Esther the Wonder Pig
- Species: Pig
- Sex: Female
- Born: July 1, 2012
- Died: October 18, 2023 (aged 11) Campbellville, Ontario, Canada
- Known for: Celebrity on social media
- Owners: Steve Jenkins; Derek Walter;
- Residence: Campbellville, Ontario, Canada

= Esther the Wonder Pig =

Famous pig (2012–2023)

Esther the Wonder Pig (2012 – 2023) was a pet pig who gained an online following. She is also known for inspiring conversations about veganism and factory farming.

== Life ==
Esther was born at a commercial pig farm on July 1, 2012. In 2012, Esther was sold mistakenly as a miniature pig to her new owners, Steve Jenkins and Derek Walter. In the following two years, Esther unexpectedly grew to a weight of 600 pounds (272 kg), which is far greater than the typical weight of a miniature pig. Due to her surprisingly large size, she earned the nickname "The Wonder Pig". In 2014, the owners founded an animal sanctuary, Happily Ever Esther Farm Sanctuary, named after Esther. In 2018, the owners raised money for a CT scanner big enough to scan Esther. Later in 2018, Esther was diagnosed with breast cancer and stomach ulcer. Following surgery, she was declared cancer-free. In August 2019, she had a bone infection that resulted in a toe amputation. In October 2019, she met Greta Thunberg. Esther spent most of 2018 and 2019 at the Ontario Veterinary College. Esther died in her sleep on October 18, 2023.

== Media ==
A book, Esther the Wonder Pig: Changing the World One Heart at a Time, was released in 2016. Library Journal said the book is "[a] fun read with an important message about animal cruelty." Publishers Weekly called the book "[f]unny, entertaining, enlightening, and touching [...]". A sequel book, Happily Ever Esther: Two Men, a Wonder Pig, and Their Life-Changing Mission to Give Animals a Home, was released in 2018. Publishers Weekly said the book has the same jovial tone as the first book and recommended it to the fans of the Wonder Pig franchise.
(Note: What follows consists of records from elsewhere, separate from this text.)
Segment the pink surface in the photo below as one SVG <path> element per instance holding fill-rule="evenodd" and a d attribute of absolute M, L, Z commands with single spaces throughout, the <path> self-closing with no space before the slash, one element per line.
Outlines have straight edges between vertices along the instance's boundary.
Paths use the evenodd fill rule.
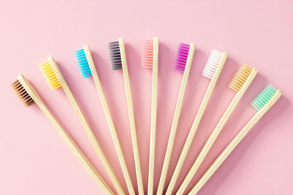
<path fill-rule="evenodd" d="M 22 2 L 23 1 L 21 1 Z M 62 89 L 51 91 L 38 65 L 53 56 L 127 188 L 92 77 L 82 78 L 74 52 L 89 44 L 137 185 L 122 72 L 111 71 L 107 43 L 124 37 L 146 194 L 151 71 L 140 67 L 142 41 L 159 37 L 154 189 L 156 191 L 182 76 L 172 70 L 179 43 L 197 44 L 167 184 L 210 80 L 200 75 L 212 49 L 229 53 L 175 187 L 177 189 L 235 94 L 227 87 L 245 63 L 259 70 L 189 186 L 255 112 L 249 103 L 270 83 L 284 94 L 199 194 L 288 194 L 293 191 L 293 1 L 34 1 L 0 3 L 2 103 L 0 194 L 103 193 L 37 105 L 25 108 L 10 84 L 24 74 L 116 192 Z"/>

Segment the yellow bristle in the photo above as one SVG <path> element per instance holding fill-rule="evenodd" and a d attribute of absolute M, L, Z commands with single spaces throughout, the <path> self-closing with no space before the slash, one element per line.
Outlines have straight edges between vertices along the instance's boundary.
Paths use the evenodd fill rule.
<path fill-rule="evenodd" d="M 52 90 L 61 87 L 61 84 L 48 61 L 40 64 L 40 68 Z"/>
<path fill-rule="evenodd" d="M 247 65 L 243 64 L 230 81 L 228 87 L 236 92 L 238 92 L 246 81 L 252 70 L 252 69 Z"/>

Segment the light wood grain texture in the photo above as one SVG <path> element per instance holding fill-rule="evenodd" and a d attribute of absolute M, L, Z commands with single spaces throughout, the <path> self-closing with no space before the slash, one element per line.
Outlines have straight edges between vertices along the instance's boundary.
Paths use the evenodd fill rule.
<path fill-rule="evenodd" d="M 230 142 L 201 176 L 196 184 L 188 192 L 187 195 L 194 195 L 197 193 L 252 127 L 276 103 L 282 94 L 282 93 L 280 90 L 277 90 L 276 94 L 270 101 L 260 111 L 257 112 L 255 115 L 248 123 Z"/>
<path fill-rule="evenodd" d="M 192 171 L 189 172 L 189 174 L 187 175 L 184 178 L 182 184 L 180 185 L 180 186 L 177 190 L 177 193 L 178 193 L 178 194 L 180 194 L 180 192 L 183 193 L 186 189 L 186 188 L 187 187 L 190 181 L 191 181 L 199 166 L 203 161 L 208 151 L 209 151 L 213 144 L 218 137 L 218 136 L 221 132 L 229 117 L 253 80 L 257 72 L 257 69 L 255 68 L 254 68 L 252 69 L 251 73 L 243 86 L 239 91 L 236 93 L 230 105 L 229 105 L 218 124 L 201 149 L 201 150 L 190 169 L 190 170 L 192 170 Z"/>
<path fill-rule="evenodd" d="M 105 115 L 107 119 L 108 124 L 110 129 L 110 131 L 111 132 L 112 138 L 113 139 L 113 141 L 115 146 L 116 151 L 118 156 L 118 158 L 119 159 L 119 161 L 120 162 L 121 168 L 122 169 L 122 171 L 123 172 L 123 175 L 124 175 L 124 178 L 125 179 L 125 181 L 126 182 L 126 184 L 127 186 L 128 191 L 130 195 L 135 195 L 135 192 L 134 191 L 134 189 L 133 189 L 133 186 L 132 185 L 132 182 L 131 181 L 131 179 L 130 178 L 130 176 L 127 168 L 126 161 L 125 161 L 124 156 L 123 154 L 123 152 L 121 147 L 121 144 L 120 144 L 120 141 L 119 141 L 118 135 L 116 131 L 116 129 L 114 125 L 113 120 L 112 119 L 111 113 L 110 112 L 110 110 L 109 109 L 108 104 L 107 103 L 107 101 L 104 94 L 104 91 L 103 90 L 102 85 L 100 82 L 98 73 L 96 69 L 96 66 L 94 63 L 94 61 L 92 56 L 92 55 L 91 54 L 89 46 L 87 45 L 84 46 L 83 49 L 85 51 L 85 53 L 88 60 L 89 65 L 91 69 L 91 72 L 92 72 L 94 80 L 95 81 L 95 83 L 96 84 L 96 86 L 99 93 L 100 99 L 103 107 L 103 109 L 104 110 L 104 112 L 105 113 Z"/>
<path fill-rule="evenodd" d="M 91 176 L 95 181 L 98 183 L 104 192 L 109 195 L 114 195 L 114 193 L 106 183 L 92 165 L 85 157 L 78 147 L 76 145 L 71 137 L 68 135 L 63 128 L 61 126 L 55 117 L 47 107 L 43 100 L 39 95 L 29 82 L 22 75 L 17 77 L 17 79 L 21 85 L 32 98 L 42 111 L 45 114 L 50 122 L 59 133 L 64 141 L 67 144 L 72 152 L 77 157 L 80 162 Z"/>
<path fill-rule="evenodd" d="M 185 140 L 185 142 L 184 143 L 184 146 L 183 147 L 183 149 L 181 151 L 181 154 L 179 157 L 178 161 L 177 162 L 176 165 L 176 167 L 175 168 L 175 171 L 173 173 L 173 176 L 172 177 L 174 178 L 170 181 L 169 186 L 170 186 L 170 190 L 169 190 L 169 193 L 171 193 L 170 192 L 172 192 L 173 190 L 174 186 L 175 186 L 175 183 L 177 179 L 178 178 L 179 176 L 180 170 L 182 168 L 183 163 L 187 155 L 189 148 L 190 148 L 190 146 L 191 145 L 191 143 L 192 142 L 192 140 L 194 137 L 195 133 L 197 129 L 197 127 L 200 122 L 201 120 L 201 117 L 204 114 L 205 108 L 206 107 L 212 95 L 212 93 L 214 90 L 214 88 L 216 85 L 217 81 L 218 81 L 218 79 L 221 74 L 221 73 L 223 69 L 224 66 L 225 65 L 225 63 L 226 62 L 226 60 L 227 60 L 227 58 L 228 57 L 228 53 L 224 51 L 223 52 L 223 55 L 222 58 L 219 62 L 219 65 L 218 68 L 217 69 L 215 75 L 212 78 L 211 80 L 210 84 L 208 87 L 208 89 L 206 92 L 204 96 L 204 98 L 201 102 L 201 104 L 199 108 L 197 111 L 197 113 L 195 116 L 195 118 L 194 121 L 193 123 L 191 126 L 190 130 L 187 136 L 186 140 Z M 173 179 L 173 178 L 172 178 Z M 188 178 L 189 179 L 189 178 Z M 183 183 L 185 184 L 186 180 L 187 180 L 187 179 L 184 178 Z M 171 185 L 172 184 L 172 185 Z M 182 186 L 181 187 L 181 186 Z M 168 187 L 169 188 L 169 187 Z M 180 185 L 179 188 L 176 192 L 176 194 L 182 194 L 184 192 L 185 189 L 184 189 L 184 187 L 182 184 Z M 184 190 L 182 191 L 182 190 Z"/>
<path fill-rule="evenodd" d="M 152 109 L 151 114 L 150 136 L 150 158 L 148 195 L 153 195 L 154 174 L 156 143 L 156 126 L 157 121 L 157 104 L 158 89 L 158 65 L 159 59 L 159 38 L 154 37 L 153 53 L 153 82 L 152 87 Z"/>
<path fill-rule="evenodd" d="M 113 183 L 113 184 L 114 184 L 114 186 L 117 190 L 118 193 L 120 195 L 124 195 L 125 194 L 123 189 L 122 188 L 122 186 L 120 184 L 120 183 L 115 174 L 113 169 L 110 165 L 110 163 L 109 162 L 106 155 L 104 153 L 101 146 L 99 144 L 92 130 L 92 129 L 89 126 L 79 107 L 77 104 L 77 103 L 75 101 L 75 99 L 73 96 L 73 95 L 72 94 L 71 90 L 70 90 L 57 63 L 52 56 L 48 58 L 48 61 L 54 71 L 54 73 L 56 75 L 57 78 L 61 83 L 62 87 L 64 90 L 67 97 L 69 99 L 69 100 L 73 106 L 75 112 L 77 114 L 78 118 L 80 120 L 81 124 L 85 130 L 85 132 L 89 138 L 96 152 L 98 155 L 103 165 L 104 165 L 107 172 L 110 177 L 110 179 Z"/>
<path fill-rule="evenodd" d="M 157 195 L 161 195 L 163 193 L 166 178 L 167 176 L 167 172 L 168 172 L 168 168 L 170 162 L 170 159 L 171 158 L 172 150 L 174 144 L 174 141 L 175 140 L 176 131 L 179 122 L 181 108 L 182 106 L 182 103 L 183 102 L 183 99 L 184 98 L 184 95 L 187 85 L 187 81 L 189 75 L 189 73 L 190 72 L 190 69 L 192 64 L 192 60 L 193 59 L 195 48 L 195 44 L 192 43 L 190 43 L 188 56 L 186 62 L 186 66 L 185 66 L 185 69 L 183 73 L 183 77 L 182 78 L 181 86 L 180 87 L 180 90 L 179 91 L 179 94 L 177 100 L 175 113 L 173 118 L 172 126 L 171 126 L 171 130 L 170 131 L 169 140 L 168 140 L 168 144 L 167 145 L 167 148 L 165 154 L 165 158 L 164 159 L 163 167 L 162 168 L 162 172 L 160 178 Z"/>
<path fill-rule="evenodd" d="M 136 173 L 138 193 L 139 195 L 143 195 L 144 193 L 143 185 L 143 177 L 141 174 L 141 170 L 140 168 L 140 161 L 139 160 L 139 154 L 138 151 L 138 144 L 137 143 L 136 131 L 135 128 L 135 122 L 134 120 L 134 115 L 133 113 L 133 107 L 132 104 L 132 98 L 131 97 L 131 92 L 130 90 L 130 86 L 129 83 L 129 76 L 128 74 L 128 68 L 127 67 L 127 62 L 126 58 L 125 47 L 124 45 L 124 40 L 123 38 L 119 38 L 118 39 L 118 41 L 119 42 L 119 47 L 120 48 L 120 52 L 121 56 L 123 77 L 124 80 L 124 84 L 125 86 L 125 91 L 126 93 L 128 115 L 130 123 L 130 131 L 132 140 L 132 145 L 133 149 L 133 154 L 134 156 L 134 162 L 135 164 L 135 170 Z"/>
<path fill-rule="evenodd" d="M 189 150 L 189 148 L 192 143 L 192 140 L 194 137 L 195 133 L 197 129 L 197 127 L 199 125 L 201 117 L 204 114 L 205 108 L 210 98 L 212 95 L 214 88 L 217 83 L 220 75 L 222 72 L 224 66 L 225 65 L 227 58 L 228 56 L 228 53 L 225 51 L 223 53 L 223 56 L 220 62 L 218 68 L 215 73 L 215 75 L 211 80 L 210 84 L 208 87 L 204 96 L 201 102 L 201 104 L 200 106 L 197 113 L 195 116 L 192 125 L 185 141 L 183 148 L 180 154 L 180 156 L 178 159 L 176 166 L 173 172 L 171 179 L 169 182 L 168 187 L 166 191 L 165 194 L 170 195 L 171 194 L 173 190 L 175 185 L 176 184 L 177 179 L 179 176 L 180 171 L 184 163 L 186 156 Z"/>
A picture book, The True Adventures of Esther the Wonder Pig, was also released in 2018. Publishers Weekly wrote: "An Esther-goes-missing subplot in the final pages feels unnecessary—there’s plenty of narrative fodder in a pig who takes over a family." All three books appeared on The New York Times Best Seller list. All books were authored by Steve Jenkins, Derek Walter, and Caprice Crane.

In 2019, a film adaptation was announced. CBS Films hired Mikki Daughtry and Tobias Iaconis to write the screenplay and The Donners' Company was producing the film.